Coronavirus child-care crisis will set women back a generation

It is not as if parents’ jobs can be put on hold every other week. As a college professor, I am fortunate to have a somewhat flexible schedule and can work from home a lot of the time. But roughly half of all essential workers (about 27 million) are women — mostly working in-person jobs in health care and community-based services — who do not have the option of working remotely.

That is, if we can find child care. Already, the capacity of day-care centers has been reduced due to strict child-staff ratios and staffing requirements. Given that day cares historically operate on slim profit margins, these initial restrictions — coupled with the expense of purchasing personal protective equipment, or PPE, for staff and additional cleaning materials — could mean steep increases in tuition or going out of business. Some advocates anticipate a wave of permanent closures, leading to the loss of as many as 450,000 child-care slots — reducing the supply exactly when demand will spike because of widespread remote learning. Among working parents who reported needing care, nearly two-thirds (63 percent) had difficulty finding child care in the first months of the pandemic. Even relying on grandparents can be uncertain — particularly in states with high and/or resurging covid-19 caseloads.

Where does that leave working parents? With two colleagues, I conducted a national panel survey of 2,557 working parents between Mother’s Day (May 10) and Father’s Day (June 21) to find out. We learned that 13.3 percent of working parents had lost a job or reduced their hours due to a lack of child care. Working parents lost eight hours per week on average, or one full working day, to care for their children. In households with two working adults, we found an even greater loss of 14.6 hours per week, potentially representing a significant hit to total family income.

Some families found short-term child-care solutions by reducing hours, taking paid or unpaid leave, or alternating schedules with another adult in their household. However, these stopgap measures were based on the assumption that the fall would bring a return to school and organized child care and are simply unsustainable for the long term. In a recent survey, half of parents of young children in Massachusetts said they “will not be able to return to work without a consistent child-care solution.”

If history is any guide, it will be women who bear the brunt of the child-care crisis. Child-care access is strongly associated with maternal labor force participation, and child-care closures will probably lead to more costly career sacrifices for women. During the pandemic, there have been numerous stories about women quitting their jobs because of a lack of child care.

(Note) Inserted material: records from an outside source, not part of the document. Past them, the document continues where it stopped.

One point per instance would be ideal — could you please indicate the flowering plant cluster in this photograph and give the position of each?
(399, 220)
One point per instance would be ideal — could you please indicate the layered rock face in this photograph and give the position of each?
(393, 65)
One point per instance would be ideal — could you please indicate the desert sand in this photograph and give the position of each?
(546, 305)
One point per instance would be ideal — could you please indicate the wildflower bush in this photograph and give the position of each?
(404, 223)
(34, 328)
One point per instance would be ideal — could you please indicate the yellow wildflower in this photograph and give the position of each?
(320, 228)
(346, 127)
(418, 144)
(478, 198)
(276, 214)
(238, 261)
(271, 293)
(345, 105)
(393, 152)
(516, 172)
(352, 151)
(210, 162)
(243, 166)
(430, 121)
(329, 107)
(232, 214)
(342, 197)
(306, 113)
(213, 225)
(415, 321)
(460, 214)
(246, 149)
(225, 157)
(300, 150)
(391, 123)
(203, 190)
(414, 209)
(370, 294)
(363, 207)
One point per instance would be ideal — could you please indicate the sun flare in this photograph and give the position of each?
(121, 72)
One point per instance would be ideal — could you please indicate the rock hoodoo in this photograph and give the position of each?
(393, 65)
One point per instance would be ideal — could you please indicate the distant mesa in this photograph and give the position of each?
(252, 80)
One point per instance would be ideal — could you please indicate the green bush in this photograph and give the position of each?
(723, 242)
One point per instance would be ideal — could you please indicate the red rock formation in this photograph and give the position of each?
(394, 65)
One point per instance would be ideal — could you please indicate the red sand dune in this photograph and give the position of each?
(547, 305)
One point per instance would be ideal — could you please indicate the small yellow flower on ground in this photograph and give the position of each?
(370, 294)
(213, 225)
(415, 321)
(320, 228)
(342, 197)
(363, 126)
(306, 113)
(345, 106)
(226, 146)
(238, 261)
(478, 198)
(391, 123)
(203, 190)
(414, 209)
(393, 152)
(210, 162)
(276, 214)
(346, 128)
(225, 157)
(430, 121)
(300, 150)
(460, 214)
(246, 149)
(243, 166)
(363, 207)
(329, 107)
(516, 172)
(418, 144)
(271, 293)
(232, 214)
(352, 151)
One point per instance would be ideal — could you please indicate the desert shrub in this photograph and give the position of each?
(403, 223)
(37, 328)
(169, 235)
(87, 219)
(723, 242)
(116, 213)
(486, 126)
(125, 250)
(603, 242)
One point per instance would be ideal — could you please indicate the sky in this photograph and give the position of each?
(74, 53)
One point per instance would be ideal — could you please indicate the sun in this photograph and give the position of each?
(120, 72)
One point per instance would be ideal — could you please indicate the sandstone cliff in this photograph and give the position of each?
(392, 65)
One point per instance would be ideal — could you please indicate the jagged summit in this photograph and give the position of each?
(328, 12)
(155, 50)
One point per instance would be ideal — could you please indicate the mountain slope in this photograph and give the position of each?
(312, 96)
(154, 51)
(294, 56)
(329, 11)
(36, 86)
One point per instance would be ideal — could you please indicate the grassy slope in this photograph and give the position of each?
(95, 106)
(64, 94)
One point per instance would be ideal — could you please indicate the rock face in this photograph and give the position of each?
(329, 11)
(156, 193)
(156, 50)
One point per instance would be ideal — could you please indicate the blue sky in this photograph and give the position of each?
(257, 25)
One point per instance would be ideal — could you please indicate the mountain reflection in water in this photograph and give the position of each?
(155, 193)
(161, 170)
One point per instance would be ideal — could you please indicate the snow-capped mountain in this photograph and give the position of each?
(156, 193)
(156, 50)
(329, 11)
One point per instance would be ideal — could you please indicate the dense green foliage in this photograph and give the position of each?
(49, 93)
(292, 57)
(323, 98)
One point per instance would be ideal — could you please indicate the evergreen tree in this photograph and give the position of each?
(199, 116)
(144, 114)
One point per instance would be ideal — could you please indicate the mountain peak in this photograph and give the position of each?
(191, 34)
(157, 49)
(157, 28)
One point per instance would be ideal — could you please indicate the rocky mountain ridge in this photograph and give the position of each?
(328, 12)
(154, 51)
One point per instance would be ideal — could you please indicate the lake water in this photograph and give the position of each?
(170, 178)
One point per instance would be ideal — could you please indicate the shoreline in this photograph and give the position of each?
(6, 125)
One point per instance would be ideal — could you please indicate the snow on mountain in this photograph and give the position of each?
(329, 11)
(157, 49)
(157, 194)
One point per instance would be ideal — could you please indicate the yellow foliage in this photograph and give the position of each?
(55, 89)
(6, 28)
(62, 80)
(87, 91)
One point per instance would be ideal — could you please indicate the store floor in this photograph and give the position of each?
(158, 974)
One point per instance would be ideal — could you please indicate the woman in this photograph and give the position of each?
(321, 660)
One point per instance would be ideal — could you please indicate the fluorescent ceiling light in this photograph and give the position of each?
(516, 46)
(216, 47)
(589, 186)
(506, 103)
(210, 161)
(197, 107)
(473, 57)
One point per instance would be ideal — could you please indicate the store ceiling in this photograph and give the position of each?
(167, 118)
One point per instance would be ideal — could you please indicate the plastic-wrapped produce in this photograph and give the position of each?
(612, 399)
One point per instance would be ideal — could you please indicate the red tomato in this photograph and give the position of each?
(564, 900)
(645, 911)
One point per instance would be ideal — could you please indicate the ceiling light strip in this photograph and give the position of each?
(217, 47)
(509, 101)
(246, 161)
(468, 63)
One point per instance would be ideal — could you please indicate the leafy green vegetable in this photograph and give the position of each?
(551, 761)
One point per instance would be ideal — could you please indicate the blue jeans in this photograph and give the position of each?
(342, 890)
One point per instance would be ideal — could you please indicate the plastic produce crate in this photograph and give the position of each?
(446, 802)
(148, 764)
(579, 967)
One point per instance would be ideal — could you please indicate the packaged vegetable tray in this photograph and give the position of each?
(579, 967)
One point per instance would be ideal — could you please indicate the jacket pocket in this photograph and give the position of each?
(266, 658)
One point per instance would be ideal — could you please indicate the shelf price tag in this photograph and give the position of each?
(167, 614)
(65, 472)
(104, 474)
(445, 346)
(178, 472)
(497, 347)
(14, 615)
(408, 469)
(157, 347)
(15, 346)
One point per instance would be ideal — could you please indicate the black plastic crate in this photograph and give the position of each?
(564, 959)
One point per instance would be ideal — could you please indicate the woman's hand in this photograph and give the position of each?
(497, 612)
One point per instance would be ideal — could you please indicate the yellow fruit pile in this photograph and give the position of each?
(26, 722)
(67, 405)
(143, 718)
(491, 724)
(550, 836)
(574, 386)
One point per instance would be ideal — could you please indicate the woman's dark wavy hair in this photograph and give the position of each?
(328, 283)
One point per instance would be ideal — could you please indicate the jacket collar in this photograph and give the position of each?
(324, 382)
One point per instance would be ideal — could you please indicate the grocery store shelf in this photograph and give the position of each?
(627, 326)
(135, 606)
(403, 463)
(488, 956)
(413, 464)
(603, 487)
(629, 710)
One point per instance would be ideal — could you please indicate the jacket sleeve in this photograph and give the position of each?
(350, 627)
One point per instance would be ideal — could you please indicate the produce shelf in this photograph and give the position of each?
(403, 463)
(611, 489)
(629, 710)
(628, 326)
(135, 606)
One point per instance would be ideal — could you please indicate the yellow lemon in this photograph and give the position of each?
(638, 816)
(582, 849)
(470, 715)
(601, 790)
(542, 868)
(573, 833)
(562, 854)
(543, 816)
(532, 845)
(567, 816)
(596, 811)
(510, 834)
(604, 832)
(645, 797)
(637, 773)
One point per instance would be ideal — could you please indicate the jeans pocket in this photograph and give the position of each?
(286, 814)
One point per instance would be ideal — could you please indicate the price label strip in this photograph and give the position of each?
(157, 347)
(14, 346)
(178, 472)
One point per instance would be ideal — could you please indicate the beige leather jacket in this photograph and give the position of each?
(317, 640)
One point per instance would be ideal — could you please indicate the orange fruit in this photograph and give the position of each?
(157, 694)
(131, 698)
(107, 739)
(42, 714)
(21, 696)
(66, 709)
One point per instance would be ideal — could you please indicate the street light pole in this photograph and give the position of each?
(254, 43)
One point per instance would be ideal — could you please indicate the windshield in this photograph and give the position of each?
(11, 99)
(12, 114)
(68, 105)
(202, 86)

One out of four women who reported becoming unemployed during the pandemic said it was due to a lack of child care — twice the rate among men.

For low-income and single moms, the pandemic has exacerbated the hard choices between spending a significant portion of their income on child care; finding a cheaper but potentially lower-quality option; or leaving the workforce to become a full-time caregiver. Our survey of working parents found that the loss of hours due to a lack of child care is greater for women of color, women without a college degree and women living in low-income households. Low-income, less educated and nonwhite households were also less likely to have backup child care.

The sheer magnitude of the disruption to child care during the pandemic will probably affect women’s labor force participation and earnings trajectories for decades to come. Research shows that women who drop out of the workforce to take care of children often have trouble getting back in, and the longer they stay out, the harder it is to return. Wage losses are much more severe and enduring when they occur in recessions, and workers who lose jobs now are less likely to have secure employment in the future. These effects accumulate over time as people who drop out of the labor force miss out on pay increases and promotions that come from long-term relationships with an employer.

This is not a small problem that will be easily solved. Parents with children under the age of 14 make up almost one-third of the country’s workforce, or roughly 50 million workers, meaning any economic recovery will rely on their continued participation or reentry into the labor force. The child-care industry consists of a network of nearly 675,000 small businesses, employing 1.5 million workers, that operate on razor thin margins even in good times.

Yet, the $3.5 billion allotted to the child-care industry in March was a fraction of the emergency aid offered to the airlines under the Coronavirus Aid, Relief, and Economic Security Act, or Cares Act. While Senate Republicans’ Health, Economic Assistance, Liability Protection and Schools Act, or “Heals Act,” package unveiled Monday includes $70 billion in aid for K-12 schools, two-thirds of the funds are restricted to in-person learning — a heavy-handed approach to addressing the nation’s child-care needs.

A far better solution would be to provide additional funding for day care, giving parents the flexibility they desperately need without dictating a one-size-fits-all solution across school districts.

If Congress does not act now, it is likely that there will be little left of the child-care system when the economic recovery is fully underway — and the consequences could set women back a generation.

As economist Claudia Goldin recently discussed, the current generation of college-educated women has come closer to attaining a career and a family at the same time than any other generation before it. Yet the pandemic has magnified gender inequality at home and in the workplace. Women are essential workers in both places. But the lack of options and availability of child care during this pandemic are forcing women, once again, into situations where they can choose only one or the other for years to come.

Alicia Sasser Modestino is an associate professor in the School of Public Policy and Urban Affairs at Northeastern University, where she studies issues related to gender and the labor market.